Was will der Patient?

Stellt man den Patienten vor die Wahl zwischen oraler und intravenöser Chemotherapie, entscheiden sich über 90% für die orale Medikation, sofern mit beiden Therapieregimes gleich gute Ergebnisse zu erzielen sind. Die meisten Patienten entscheiden sich für eine orale Medikation aus Abneigung gegen einen zentralvenösen Zugang und um nicht regelmäßig eine Klinik oder Arztpraxis aufsuchen zu müssen. Zudem gestattet eine orale Medikation ihnen eine größere Flexibilität und Unabhängigkeit.

Bei all diesen Vorzügen muss allerdings beachtet werden, dass der Erfolg einer oralen Medikation ganz wesentlich von der Compliance des Patienten abhängt. Die Vermutung, dass bei einer potenziell lebensbedrohlichen Erkrankung die Compliance besonders hoch ist, trifft für die Therapie mit oralen Zytostatika nicht immer zu.

Schwankende Compliance

Die Compliance-Raten zur Therapie mit oralen Zytostatika bewegen sich zwischen 20 und 100%. Neben vollständigen Therapieverweigerern finden sich auch Overuser ("more is better") – beide Haltungen können fatale Folgen haben. Patienten, die an klinischen Studien teilnehmen, weisen in der Regel eine höhere Compliance auf, was auf eine intensivere Betreuung zurückzuführen ist.

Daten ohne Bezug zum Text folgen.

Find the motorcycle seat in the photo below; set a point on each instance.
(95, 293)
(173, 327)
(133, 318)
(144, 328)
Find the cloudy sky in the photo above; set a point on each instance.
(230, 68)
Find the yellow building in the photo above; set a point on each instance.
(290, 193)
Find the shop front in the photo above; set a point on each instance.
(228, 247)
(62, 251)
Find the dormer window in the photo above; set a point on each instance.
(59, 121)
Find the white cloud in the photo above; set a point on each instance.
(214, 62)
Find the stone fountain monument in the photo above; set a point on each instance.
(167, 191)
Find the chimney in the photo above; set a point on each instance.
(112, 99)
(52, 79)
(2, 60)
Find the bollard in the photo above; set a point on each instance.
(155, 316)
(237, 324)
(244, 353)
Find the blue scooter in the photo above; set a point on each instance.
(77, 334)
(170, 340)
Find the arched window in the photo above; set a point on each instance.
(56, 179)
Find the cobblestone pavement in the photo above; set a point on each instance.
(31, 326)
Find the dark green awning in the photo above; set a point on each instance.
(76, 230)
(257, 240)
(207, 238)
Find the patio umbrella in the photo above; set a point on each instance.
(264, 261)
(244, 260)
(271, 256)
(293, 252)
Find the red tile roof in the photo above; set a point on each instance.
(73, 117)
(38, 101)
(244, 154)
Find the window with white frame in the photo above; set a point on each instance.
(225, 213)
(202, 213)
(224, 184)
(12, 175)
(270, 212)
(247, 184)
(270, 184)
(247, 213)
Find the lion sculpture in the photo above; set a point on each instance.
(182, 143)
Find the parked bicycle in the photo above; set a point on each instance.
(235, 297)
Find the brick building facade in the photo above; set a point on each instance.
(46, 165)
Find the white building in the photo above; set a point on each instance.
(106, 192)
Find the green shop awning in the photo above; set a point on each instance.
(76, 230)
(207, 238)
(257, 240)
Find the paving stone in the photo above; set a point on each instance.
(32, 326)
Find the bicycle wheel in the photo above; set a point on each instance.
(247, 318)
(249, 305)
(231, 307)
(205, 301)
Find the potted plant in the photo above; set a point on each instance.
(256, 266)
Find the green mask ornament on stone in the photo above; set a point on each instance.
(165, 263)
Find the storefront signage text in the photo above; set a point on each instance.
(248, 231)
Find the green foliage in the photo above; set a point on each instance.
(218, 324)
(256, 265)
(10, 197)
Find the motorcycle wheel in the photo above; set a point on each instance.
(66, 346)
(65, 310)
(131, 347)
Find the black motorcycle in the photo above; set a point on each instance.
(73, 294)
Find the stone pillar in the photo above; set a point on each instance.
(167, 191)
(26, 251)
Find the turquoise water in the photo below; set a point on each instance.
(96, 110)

Da Zytostatika meist intravenös gegeben werden, liegen relativ wenig Studien zur Compliance mit oralen Chemotherapeutika vor. Bei Brustkrebspatientinnen, die Cyclophosphamid (Endoxan®) zur oralen Applikation verordnet bekamen, betrug die Compliance-Rate 53%. Bei Patienten, die aufgrund hämatologischer Erkrankungen Allopurinol und Prednisolon einnehmen sollten, lag die Rate zwischen 16,8 und 26,8%.

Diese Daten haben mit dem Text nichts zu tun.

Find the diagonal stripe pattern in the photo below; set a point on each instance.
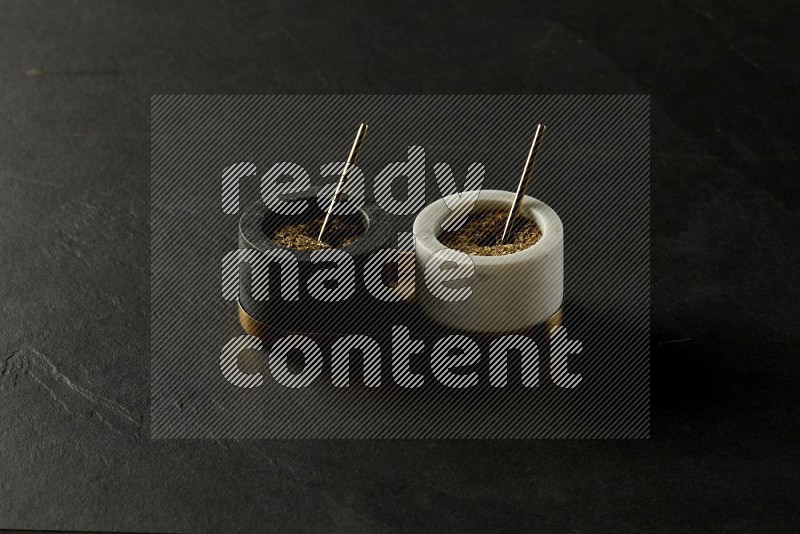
(593, 169)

Nachdem die Patienten ein Interventionsprogramm (Aufklärung, psychologische Schulung) durchlaufen hatten, stiegen die Compliance-Raten auf 44 bis 48%. In Studien, bei denen die Compliance zur Einnahme von Etoposid (Vepesid®) bei Lungenkrebs und Chlorambucil (Leukeran®) bei Lymphomen ermittelt wurden, lagen die Raten über 90%.

Welche Arzneistoffe?

Die in Deutschland zugelassenen oralen Zytostatika (s. Tab. 1) enthalten entweder

  • "klassische" Wirkstoffe, die auch intravenös verabreicht werden,
  • Abwandlungen "klassischer" Wirkstoffe oder
  • innovative Wirkstoffe.

"Klassische" Wirkstoffe

Zu den häufig verwendeten "klassischen" oralen Zytostatika zählen Mercaptopurin (Puri-Nethol®), Methotrexat (Methotrexat Lederle®) und Busulfan (Myleran®). Alle drei werden vor allem bei Leukämien und Lymphomen eingesetzt und müssen teilweise über einen längeren Zeitraum hinweg eingenommen werden; so zum Beispiel Mercaptopurin bei der kindlichen akuten lymphatischen Leukämie. Ein weiteres "klassisches" orales Zytostatikum ist Cyclophosphamid (Endoxan®), das unter anderem beim Mamma- und Ovarialkarzinom eingesetzt wird.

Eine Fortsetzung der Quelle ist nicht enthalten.